Trying to rationalize the mechanics here is difficult without more direct data. I think that’s OK. The original premise for this project was not that there would be a specific effect, but that there might be an effect at all. It’s not that darkness or brightness are the enemy, but that light (via the sun) is simply a tool we might use to look for inconsistencies in batter vision. And I think that’s what we see at T-Mobile Park.
Why you might care
The next place to go in this research is to do a formal, less napkin-y version of something I attempted in October. Unless you’re here for the subplot (a tour of statistical modeling), then you probably care most about contextualizing all this information—how it affects Seattle’s run environment, the Mariners, and MLB. But doing so requires understanding the sun at every other stadium, and that opens a mind-bending matrix of comparison.
In an informal look, I found what’s happening at T-Mobile Park to be somewhat unique in its size and reliability. But it’s also not the only place where the sun is a variable to some degree. Grappling with all this will take time, and figuring out how to present it will take even more. That’s to say, there are no firm conclusions to be found in the chart below, but this is where we’re headed:
About one-third of the time, T-Mobile Park performs close to neutral by our favored “true talent” metrics. Seattle isn’t one run environment—it’s at least two and probably three.
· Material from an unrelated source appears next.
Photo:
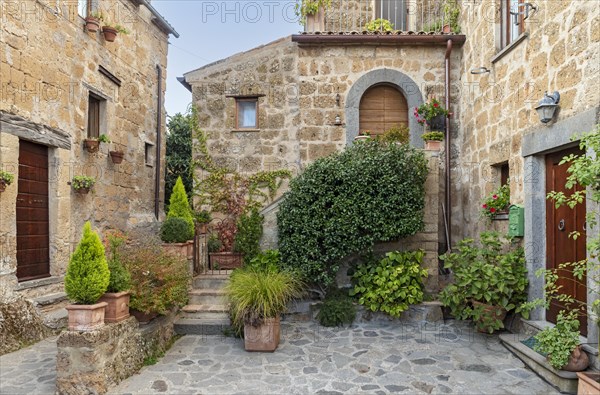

If these splits are indeed driven by batter vision, then a solution may exist. The Mariners can’t change the air density or wind speed in Seattle. They can’t “fix” climate-related run suppression without building a new stadium or heavily modifying the existing structure. But they could absolutely change how the stadium looks to a batter.
That’s why this matters. That’s why I’ve felt the need to spend so much time on this subject. That’s why I’m encouraging others to think about this, too. Because if we think T-Mobile Park could or should always perform at its best, there’s a good chunk of “action” waiting to be clawed back into games.
And that applies everywhere.
I keep coming back to this article about the Astros painting “the right side” of the batter’s eye in the middle of the 2023 season. I was surprised they could just, like, do that. Nothing in the rule book implies they can’t. In fact, the section governing stadiums is surprisingly light. The color of a pitcher’s glove is regulated, for instance, but most everything else in view is not. I’ve since found many similar stories of players complaining of vision issues, and teams coming up with arbitrary (perhaps desperate) sounding solutions. In the era of efficiency and standardization in MLB, it feels a bit shortsighted to leave one of the game’s truest fundamentals up to team staffers and a can of paint.
If MLB is looking for non-invasive, administrative solutions to a run environment in decline, maybe it should explore what can be done for batter vision. These could be as unobtrusive as massaging game times and travel schedules to play in more favorable settings. (Notably, this is true, even if you disagree about vision and light.)
A more direct approach would be to understand and regulate the batter’s eye, or the light bulbs, or the seat colors, or the whatever. This wouldn’t be simple, as each stadium likely requires its own solutions. But, say, adding visual depth to the centerfield concourse at T-Mobile Park wouldn’t fundamentally change baseball itself (and it might be more effective).
Or maybe it’s time to explore better gear. A few NHLers have taken to wearing pink visors to reduce glare from LEDs after concussions. I can’t speak to the science there, but I assume there must be some workable parallel. Heck, maybe Enrique Hernández was on to something when he hit that homer in the NLCS with pink tinted frames. Hernández, of course, found out midway through the season he should be wearing glasses at all.
The players are telling us the way a stadium looks matters. Maybe more runs are just out of sight.